You should not self-medicate; there are a lot of articles and advice on the Internet on how and with what to treat this or that form of stomatitis, gingivitis or periodontitis. It is important to remember that even the best and most useful article cannot replace a visit to the dentist. The doctor not only examines the oral cavity, but also asks the pregnant woman the “right” questions aimed at identifying risk factors in her specific situation.

The doctor can assess when, why and how often professional hygiene is necessary. Is just cleaning and recommendations enough or is it necessary to polish teeth (fillings) to eliminate traumatic factors, as well as the risks of increased formation of dental plaque.

When conducting an examination, the dentist must pay attention to the condition of the periodontium, and if there are periodontal pockets, he will promptly treat them and, possibly, treat them, which is almost impossible to do at home.

Mild forms of gum disease can resolve spontaneously after childbirth and the feeding period, when the body has fully recovered and normal immunity has returned. However, practice shows that during nine months of pregnancy and another six months to a year of lactation, the gums are no longer just “slightly inflamed,” but have undergone serious pathological changes, which means that the process has become chronic, which is a more serious disease, so you should postpone going to The dentist shouldn’t wait until later.

Severe forms of periodontitis may even require surgical treatment, which is a serious intervention. It is not performed during pregnancy, postponing the operation until planned delivery, but this does not mean that treatment is not necessary during pregnancy. The doctor selects conservative treatment methods to reduce symptoms and curb the process.

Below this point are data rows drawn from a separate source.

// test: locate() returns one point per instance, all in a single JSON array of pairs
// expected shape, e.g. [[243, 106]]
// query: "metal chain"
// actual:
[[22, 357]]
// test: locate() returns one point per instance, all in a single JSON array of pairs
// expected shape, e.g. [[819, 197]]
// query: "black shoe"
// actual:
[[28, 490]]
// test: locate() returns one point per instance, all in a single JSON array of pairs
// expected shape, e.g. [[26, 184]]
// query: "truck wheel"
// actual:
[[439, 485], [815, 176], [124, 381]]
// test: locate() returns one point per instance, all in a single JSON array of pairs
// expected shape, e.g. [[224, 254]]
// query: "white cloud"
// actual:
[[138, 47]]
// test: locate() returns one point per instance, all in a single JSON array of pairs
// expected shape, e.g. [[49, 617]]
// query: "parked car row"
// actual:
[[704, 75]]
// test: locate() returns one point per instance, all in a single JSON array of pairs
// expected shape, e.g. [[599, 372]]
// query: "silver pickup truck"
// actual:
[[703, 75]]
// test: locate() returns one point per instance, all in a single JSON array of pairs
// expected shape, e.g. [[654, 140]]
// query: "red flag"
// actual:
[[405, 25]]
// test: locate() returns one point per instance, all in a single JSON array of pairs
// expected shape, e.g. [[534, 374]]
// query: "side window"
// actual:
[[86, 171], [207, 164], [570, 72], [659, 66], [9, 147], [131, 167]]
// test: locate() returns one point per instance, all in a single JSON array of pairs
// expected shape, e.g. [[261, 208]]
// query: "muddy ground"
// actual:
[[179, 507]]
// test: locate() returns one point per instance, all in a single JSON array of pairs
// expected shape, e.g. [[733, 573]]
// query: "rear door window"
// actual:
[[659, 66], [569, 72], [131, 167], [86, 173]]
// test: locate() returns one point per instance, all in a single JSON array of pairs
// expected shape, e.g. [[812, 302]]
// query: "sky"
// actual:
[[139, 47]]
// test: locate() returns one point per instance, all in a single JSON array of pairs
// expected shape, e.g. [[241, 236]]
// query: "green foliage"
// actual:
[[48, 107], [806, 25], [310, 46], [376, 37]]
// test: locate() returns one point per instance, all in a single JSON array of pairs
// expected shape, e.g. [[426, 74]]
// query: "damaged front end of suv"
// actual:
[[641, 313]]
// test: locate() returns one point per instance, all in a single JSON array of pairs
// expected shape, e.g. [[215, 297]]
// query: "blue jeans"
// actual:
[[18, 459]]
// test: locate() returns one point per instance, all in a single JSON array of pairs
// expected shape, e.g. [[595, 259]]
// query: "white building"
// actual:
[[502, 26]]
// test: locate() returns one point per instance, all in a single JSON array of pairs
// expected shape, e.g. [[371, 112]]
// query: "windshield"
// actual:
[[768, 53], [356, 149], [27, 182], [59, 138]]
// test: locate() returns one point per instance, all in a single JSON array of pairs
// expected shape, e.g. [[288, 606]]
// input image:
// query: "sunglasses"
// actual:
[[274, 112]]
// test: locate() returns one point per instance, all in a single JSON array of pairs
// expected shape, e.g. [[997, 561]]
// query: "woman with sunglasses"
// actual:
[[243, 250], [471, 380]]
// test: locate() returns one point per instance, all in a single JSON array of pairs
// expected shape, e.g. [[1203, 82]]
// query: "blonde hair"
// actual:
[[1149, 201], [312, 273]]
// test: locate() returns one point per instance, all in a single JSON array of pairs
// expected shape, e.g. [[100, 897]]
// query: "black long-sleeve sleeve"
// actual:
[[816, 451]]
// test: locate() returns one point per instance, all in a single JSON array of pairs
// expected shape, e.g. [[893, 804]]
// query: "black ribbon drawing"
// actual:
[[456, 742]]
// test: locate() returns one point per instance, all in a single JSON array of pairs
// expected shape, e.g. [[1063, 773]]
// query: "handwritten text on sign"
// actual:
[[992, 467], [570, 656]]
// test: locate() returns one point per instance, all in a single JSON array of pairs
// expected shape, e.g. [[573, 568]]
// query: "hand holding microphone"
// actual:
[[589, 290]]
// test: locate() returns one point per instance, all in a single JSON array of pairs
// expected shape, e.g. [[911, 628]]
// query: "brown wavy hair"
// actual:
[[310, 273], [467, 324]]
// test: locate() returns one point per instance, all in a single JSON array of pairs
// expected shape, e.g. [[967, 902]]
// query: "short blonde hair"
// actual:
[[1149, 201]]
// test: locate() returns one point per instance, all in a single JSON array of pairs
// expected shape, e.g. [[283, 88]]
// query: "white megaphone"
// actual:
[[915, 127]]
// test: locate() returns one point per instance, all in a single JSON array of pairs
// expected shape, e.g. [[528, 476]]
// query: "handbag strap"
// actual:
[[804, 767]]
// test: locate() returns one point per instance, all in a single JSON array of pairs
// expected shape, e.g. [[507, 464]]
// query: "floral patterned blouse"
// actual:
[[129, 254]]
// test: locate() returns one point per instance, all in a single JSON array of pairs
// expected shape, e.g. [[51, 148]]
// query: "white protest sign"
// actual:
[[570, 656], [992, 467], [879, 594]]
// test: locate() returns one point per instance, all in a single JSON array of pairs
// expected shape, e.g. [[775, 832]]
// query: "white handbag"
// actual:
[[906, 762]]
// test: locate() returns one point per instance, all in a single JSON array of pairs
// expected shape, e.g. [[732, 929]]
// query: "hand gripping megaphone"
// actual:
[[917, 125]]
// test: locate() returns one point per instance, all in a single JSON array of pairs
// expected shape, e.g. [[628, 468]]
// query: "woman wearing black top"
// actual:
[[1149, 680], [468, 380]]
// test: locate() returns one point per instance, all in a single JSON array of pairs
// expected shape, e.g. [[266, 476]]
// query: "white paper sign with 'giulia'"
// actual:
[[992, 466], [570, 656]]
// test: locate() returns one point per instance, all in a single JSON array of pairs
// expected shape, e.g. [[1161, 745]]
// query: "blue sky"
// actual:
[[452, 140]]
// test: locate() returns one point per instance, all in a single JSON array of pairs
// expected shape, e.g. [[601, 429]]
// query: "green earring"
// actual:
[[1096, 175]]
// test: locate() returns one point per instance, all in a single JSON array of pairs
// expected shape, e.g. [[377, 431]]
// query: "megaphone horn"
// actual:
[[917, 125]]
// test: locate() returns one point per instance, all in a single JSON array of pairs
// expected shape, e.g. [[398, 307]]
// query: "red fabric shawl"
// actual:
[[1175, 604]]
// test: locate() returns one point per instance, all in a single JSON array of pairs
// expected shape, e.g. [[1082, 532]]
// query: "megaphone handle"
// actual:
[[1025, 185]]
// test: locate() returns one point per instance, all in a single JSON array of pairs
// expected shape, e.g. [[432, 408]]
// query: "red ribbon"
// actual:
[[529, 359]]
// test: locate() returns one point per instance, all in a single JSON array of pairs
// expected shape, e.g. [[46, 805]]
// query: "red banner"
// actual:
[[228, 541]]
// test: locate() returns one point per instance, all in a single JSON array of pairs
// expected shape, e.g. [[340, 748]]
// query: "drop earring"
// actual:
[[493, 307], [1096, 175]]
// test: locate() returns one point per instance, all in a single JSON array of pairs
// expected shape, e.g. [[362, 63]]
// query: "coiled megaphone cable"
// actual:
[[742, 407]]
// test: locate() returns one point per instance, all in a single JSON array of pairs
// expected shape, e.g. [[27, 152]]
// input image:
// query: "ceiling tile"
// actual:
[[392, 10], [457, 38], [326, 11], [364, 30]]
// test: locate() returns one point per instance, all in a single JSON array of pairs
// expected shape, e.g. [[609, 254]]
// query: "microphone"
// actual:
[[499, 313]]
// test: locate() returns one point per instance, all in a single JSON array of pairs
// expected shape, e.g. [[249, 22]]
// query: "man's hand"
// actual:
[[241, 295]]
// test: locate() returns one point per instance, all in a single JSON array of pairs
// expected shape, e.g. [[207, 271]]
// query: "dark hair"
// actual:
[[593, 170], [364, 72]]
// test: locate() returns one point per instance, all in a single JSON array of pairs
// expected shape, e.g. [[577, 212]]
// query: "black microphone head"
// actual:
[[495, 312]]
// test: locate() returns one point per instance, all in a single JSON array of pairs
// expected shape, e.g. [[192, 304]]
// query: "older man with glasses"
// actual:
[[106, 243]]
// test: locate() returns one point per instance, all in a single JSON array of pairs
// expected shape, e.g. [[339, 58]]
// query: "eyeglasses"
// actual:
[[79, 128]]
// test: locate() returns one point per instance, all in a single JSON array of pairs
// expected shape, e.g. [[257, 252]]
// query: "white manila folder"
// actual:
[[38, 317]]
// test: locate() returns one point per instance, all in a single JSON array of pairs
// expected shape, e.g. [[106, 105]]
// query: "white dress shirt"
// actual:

Prevention of gum inflammation in pregnant women

To avoid gum inflammation during pregnancy, you need to undergo a complete sanitation of the oral cavity at the planning stage.

During pregnancy, you need to follow a dietary regime and try to avoid constant snacking. After any meal, you must brush your teeth and use a irrigator. It is better to choose a brush and paste according to the dentist’s recommendations.

Dental floss and an irrigator will be faithful assistants in the fight for the health of teeth and gums: a special device for washing the interdental spaces and other hard-to-reach areas of the oral cavity. It also massages the gums perfectly, but it is important not to overdo it.

Remember that professional teeth cleaning during pregnancy is carried out at least once every 3-4 months. Come to the “Our Dentist” clinic for a free consultation, without expecting clinical manifestations of diseases of the teeth and gums: preventive measures are always preferable to therapy, and even more so, surgery, from all points of view!

Your calls are always welcome! 8 915-367-04-47 - call, make an appointment, come for a free initial consultation, and Our Dentist will become yours!

Dear patients! All prices on the site are valid only at the time of publication. The specialist will inform you about the exact cost and scope of necessary procedures after consultation.

Author of the material: Chief Dentistry Doctor “Our Dentist” Oleg Nikolevich Sharmay.

Recommendations to help avoid problems

In order not to become one of the pregnant women suffering from gingivitis (and, according to statistics, there are more than 60%), you must adhere to simple rules.

  • Carry out the necessary hygiene procedures regularly: brush your teeth using a toothbrush with soft bristles, and do this as thoroughly as possible, use floss and antiseptic rinses.
  • Avoid excessive amounts of sweets and consume sweets, chocolate and cakes in moderation. It is strongly recommended to refrain from chewing toffee and caramel, since the remains of viscous delicacies can accumulate in the periodontal space of swollen gums, provoking particularly active proliferation of microorganisms.
  • Eat more vegetables and fruits, paying special attention to foods containing vitamin C.

Treatment of gingivitis in pregnant women cannot be postponed until later. Occurring due to changes in hormonal status and the growth of microbial microflora, it provokes even more active proliferation of bacteria, which in the most severe cases can cause intrauterine infection of the fetus.